There are 4 types of injuries that can occur to the lungs by holding your breath on ascent.
LUNG EXPANSION INJURIES IN GENERAL
Most body air spaces respond to pressure decrease with neither complications nor voluntary action by the diver. The Lungs respond to this as well, provided the diver breathes continuously to them keep equalized to the declining pressures. If the diver holds their breath or air traps within a section of the lungs, and as pressure declines expanding air will almost always cause an over-expansion injury.
The "GOLDEN RULE" in diving - never hold your breath while on scuba and while underwater. Panic and ignorance have been the causes of divers holding their breath. Nausea, choking and carelessness have also been causes to this as well.
Obstruction in the lungs may also trap air in certain parts and in effect "hold its breath." A chest cold, or respiratory infection can cause mucus accumulation and cause an obstruction. Smoking has also been implicated in these injuries.
Lung injuries can occur from even a small amount of over-pressurization. Research has shown that starting with full lungs, holding ones breath and surfacing can have an injury in as little as a 3 to 4 feet distance.

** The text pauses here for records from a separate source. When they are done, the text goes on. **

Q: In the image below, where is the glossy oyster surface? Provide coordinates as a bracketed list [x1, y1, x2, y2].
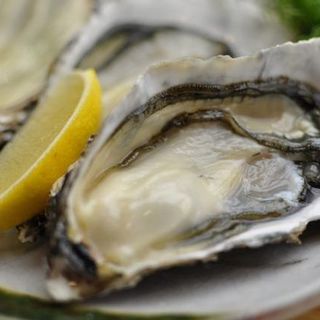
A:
[48, 40, 320, 300]
[53, 0, 291, 114]
[0, 0, 94, 144]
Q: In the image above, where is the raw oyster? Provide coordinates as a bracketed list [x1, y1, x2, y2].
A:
[53, 0, 291, 114]
[0, 0, 93, 146]
[48, 40, 320, 300]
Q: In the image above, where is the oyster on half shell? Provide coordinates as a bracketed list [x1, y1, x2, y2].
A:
[0, 0, 94, 146]
[48, 40, 320, 300]
[52, 0, 291, 115]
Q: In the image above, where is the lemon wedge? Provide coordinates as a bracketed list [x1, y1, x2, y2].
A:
[0, 70, 102, 230]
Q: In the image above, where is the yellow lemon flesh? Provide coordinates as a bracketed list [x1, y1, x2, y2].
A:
[0, 70, 102, 230]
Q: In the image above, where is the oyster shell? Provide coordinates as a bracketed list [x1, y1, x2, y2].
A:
[0, 0, 93, 146]
[53, 0, 291, 114]
[48, 40, 320, 300]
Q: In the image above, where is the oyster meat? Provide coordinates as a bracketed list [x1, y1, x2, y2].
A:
[52, 0, 291, 114]
[0, 0, 93, 145]
[48, 40, 320, 300]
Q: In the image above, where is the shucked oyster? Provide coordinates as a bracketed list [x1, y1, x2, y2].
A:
[53, 0, 290, 114]
[48, 40, 320, 300]
[0, 0, 93, 145]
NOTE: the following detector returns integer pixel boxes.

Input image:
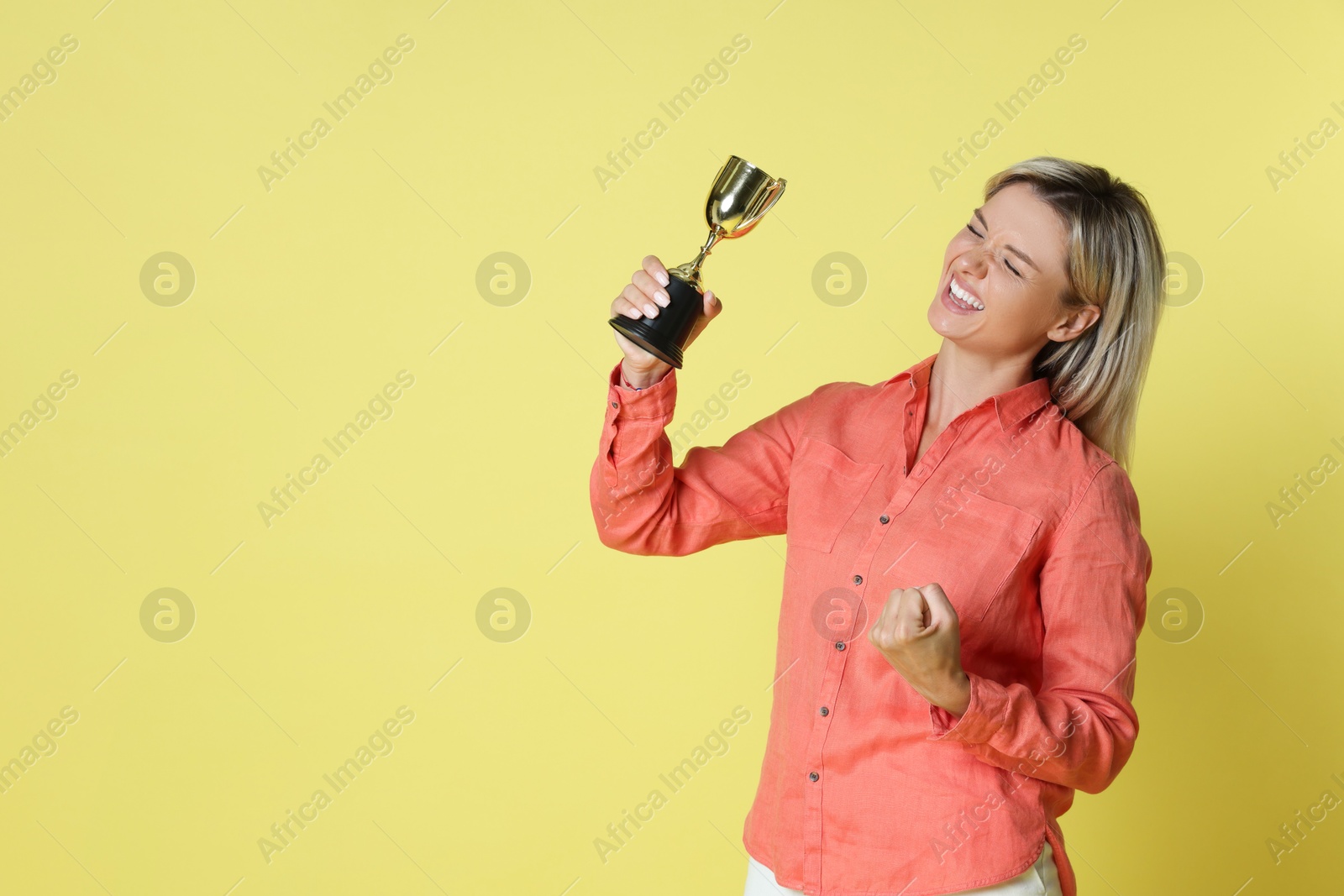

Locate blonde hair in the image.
[985,156,1167,470]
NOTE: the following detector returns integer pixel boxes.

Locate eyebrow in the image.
[976,208,1040,271]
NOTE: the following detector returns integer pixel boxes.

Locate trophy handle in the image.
[732,177,789,237]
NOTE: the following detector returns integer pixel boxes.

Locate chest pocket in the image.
[785,435,882,553]
[891,491,1040,623]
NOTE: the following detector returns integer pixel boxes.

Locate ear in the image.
[1046,305,1100,343]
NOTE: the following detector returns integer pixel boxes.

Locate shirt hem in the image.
[742,825,1053,896]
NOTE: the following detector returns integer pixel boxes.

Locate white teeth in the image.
[949,280,985,312]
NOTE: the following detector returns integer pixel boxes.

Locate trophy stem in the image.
[668,224,723,291]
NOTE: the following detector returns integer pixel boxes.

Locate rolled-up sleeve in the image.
[589,364,816,556]
[929,459,1152,794]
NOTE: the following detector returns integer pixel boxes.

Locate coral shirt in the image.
[589,356,1152,896]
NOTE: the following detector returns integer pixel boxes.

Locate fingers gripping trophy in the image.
[607,156,786,369]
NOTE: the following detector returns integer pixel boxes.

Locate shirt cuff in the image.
[606,361,676,425]
[926,672,1008,744]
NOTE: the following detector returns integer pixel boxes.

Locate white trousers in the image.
[742,840,1062,896]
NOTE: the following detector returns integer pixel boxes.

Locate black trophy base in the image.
[607,274,704,369]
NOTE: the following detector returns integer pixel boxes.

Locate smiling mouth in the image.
[946,277,985,312]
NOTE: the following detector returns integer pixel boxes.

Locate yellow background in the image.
[0,0,1344,896]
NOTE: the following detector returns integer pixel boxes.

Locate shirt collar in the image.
[887,352,1051,432]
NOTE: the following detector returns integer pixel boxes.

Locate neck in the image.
[927,338,1039,432]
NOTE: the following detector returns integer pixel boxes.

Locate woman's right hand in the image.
[612,255,723,388]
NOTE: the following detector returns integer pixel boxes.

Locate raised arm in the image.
[929,461,1152,794]
[589,364,816,556]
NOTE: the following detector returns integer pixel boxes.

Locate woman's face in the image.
[929,183,1100,358]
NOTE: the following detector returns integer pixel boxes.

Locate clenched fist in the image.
[869,582,970,717]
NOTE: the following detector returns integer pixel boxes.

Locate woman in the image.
[589,157,1165,896]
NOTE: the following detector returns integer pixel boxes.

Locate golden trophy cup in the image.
[607,156,786,369]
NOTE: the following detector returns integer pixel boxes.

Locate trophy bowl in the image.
[607,156,788,369]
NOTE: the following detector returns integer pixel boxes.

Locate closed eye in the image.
[966,224,1021,277]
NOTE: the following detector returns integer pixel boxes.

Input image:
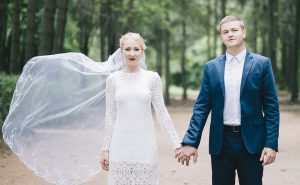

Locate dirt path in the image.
[0,99,300,185]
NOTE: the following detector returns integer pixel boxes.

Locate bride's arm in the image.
[100,76,117,171]
[151,73,181,149]
[102,76,117,151]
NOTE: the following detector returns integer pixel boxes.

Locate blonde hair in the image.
[120,32,146,50]
[219,15,245,32]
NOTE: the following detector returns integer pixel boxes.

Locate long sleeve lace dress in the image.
[102,70,180,185]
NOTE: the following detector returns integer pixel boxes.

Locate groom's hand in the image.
[175,145,198,166]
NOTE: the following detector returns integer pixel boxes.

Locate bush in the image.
[0,73,19,136]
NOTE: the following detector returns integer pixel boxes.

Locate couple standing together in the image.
[101,16,279,185]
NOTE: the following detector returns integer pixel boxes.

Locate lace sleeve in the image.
[152,73,180,149]
[102,76,117,151]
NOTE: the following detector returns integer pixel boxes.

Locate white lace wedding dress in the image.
[103,70,180,185]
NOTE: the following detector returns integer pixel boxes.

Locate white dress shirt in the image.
[223,49,246,125]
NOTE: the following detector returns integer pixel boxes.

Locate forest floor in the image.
[0,93,300,185]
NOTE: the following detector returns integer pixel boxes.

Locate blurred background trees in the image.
[0,0,300,103]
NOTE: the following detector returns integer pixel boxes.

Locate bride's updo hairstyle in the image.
[120,32,146,50]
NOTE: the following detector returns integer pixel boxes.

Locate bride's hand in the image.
[174,146,182,158]
[100,150,109,171]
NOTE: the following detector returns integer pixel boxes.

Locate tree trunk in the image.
[0,0,8,71]
[291,0,300,102]
[100,0,109,61]
[180,0,187,100]
[39,0,56,55]
[213,0,220,56]
[25,0,38,61]
[52,0,68,53]
[221,0,226,53]
[77,0,95,55]
[9,0,20,73]
[252,0,259,53]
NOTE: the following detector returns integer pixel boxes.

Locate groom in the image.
[176,16,279,185]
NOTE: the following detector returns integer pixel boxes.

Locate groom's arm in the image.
[182,64,211,149]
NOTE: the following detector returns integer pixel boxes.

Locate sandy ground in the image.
[0,97,300,185]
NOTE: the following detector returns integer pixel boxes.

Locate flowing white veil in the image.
[2,49,146,185]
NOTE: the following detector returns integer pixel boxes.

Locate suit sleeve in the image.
[182,64,211,148]
[262,60,279,151]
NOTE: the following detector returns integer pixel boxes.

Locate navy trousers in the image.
[211,127,263,185]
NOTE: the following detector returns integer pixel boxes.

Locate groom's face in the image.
[221,21,246,48]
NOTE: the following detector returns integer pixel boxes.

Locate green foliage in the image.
[0,73,19,135]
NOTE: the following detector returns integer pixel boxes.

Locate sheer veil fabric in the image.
[2,49,146,185]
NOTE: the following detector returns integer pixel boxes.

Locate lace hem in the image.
[108,161,158,185]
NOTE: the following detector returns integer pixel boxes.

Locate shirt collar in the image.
[225,48,247,62]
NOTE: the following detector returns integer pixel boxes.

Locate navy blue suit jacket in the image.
[182,51,279,155]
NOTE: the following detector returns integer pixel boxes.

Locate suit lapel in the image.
[216,55,226,97]
[240,52,253,95]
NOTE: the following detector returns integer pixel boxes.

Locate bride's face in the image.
[122,38,144,68]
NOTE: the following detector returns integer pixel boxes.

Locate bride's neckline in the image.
[121,69,145,75]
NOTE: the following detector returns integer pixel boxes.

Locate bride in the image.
[2,33,181,185]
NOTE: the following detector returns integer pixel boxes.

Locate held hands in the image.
[260,147,276,166]
[100,150,109,171]
[175,145,198,166]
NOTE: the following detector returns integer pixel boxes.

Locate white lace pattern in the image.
[102,70,180,185]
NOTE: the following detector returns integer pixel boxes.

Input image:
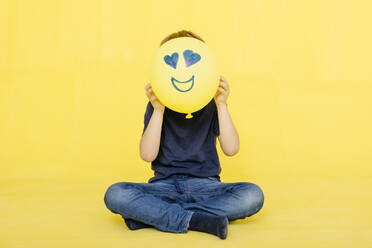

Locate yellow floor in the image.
[0,178,372,248]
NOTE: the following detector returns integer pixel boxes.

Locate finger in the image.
[146,89,154,97]
[146,88,152,93]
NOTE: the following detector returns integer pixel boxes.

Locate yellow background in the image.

Rather than the lungs bursting like a balloon, an over-pressurization tears the lungs. The injury does not occur from the tear to the lungs, but from the air escaping and entering the tissues and / or the bloodstream. Lung injuries can result in 1 of 4 ways: Air embolism, Pneumothorax, mediastinal emphysema, and subcutaneous emphysema.
Any lung injury causes pulmonary capillaries and alveoli to rupture, mixing blood and air in the lungs. This results, often times, to the victim coughing up blood.
AIR EMBOLISM (AGE)
This is the most serious type of lung over-pressurization injury. This results was the air enters the blood stream from a rupture of the alveoli into the pulmonary capillaries, causing an air embolism or arterial gas embolism. Click on image for larger view.
An embolism is any foreign object that enters the bloodstream that blocks its flow. An air embolism is the same but now it is an air bubble that blocks the flow of blood. So as you ascend the once small bubbles become larger and larger due to the expanding nature of the ascent. This is a bubble on the arterial side of the circulation.
Air enters the bloodstream in the lungs flows through the pulmonary vein into the heart, to the left side of the heart into the aorta and then the arterial system. This air bubble can lodge almost anywhere in the circulatory system - can cause severe damage by blocking blood flow to the tissue.
The first main branch off the aorta which include the carotids. The carotids supply the majority of blood to the brain. If bubbles travel into the carotids, which is likely, they will go to the brain and cause cerebral air embolism.
The bubbles deny the brain of oxygenated blood, which causes a stroke. The symptoms include dizziness, confusion, shock, personality changes, unconsiouness, and death. Compared to DCS, the effects of cerebral air embolism and other lung injuries tends to be rapid and dramatic. DCS tends to be delayed.
If the bubbles were to miss the carotids and block the coronary arteries, the result would be a heart attack.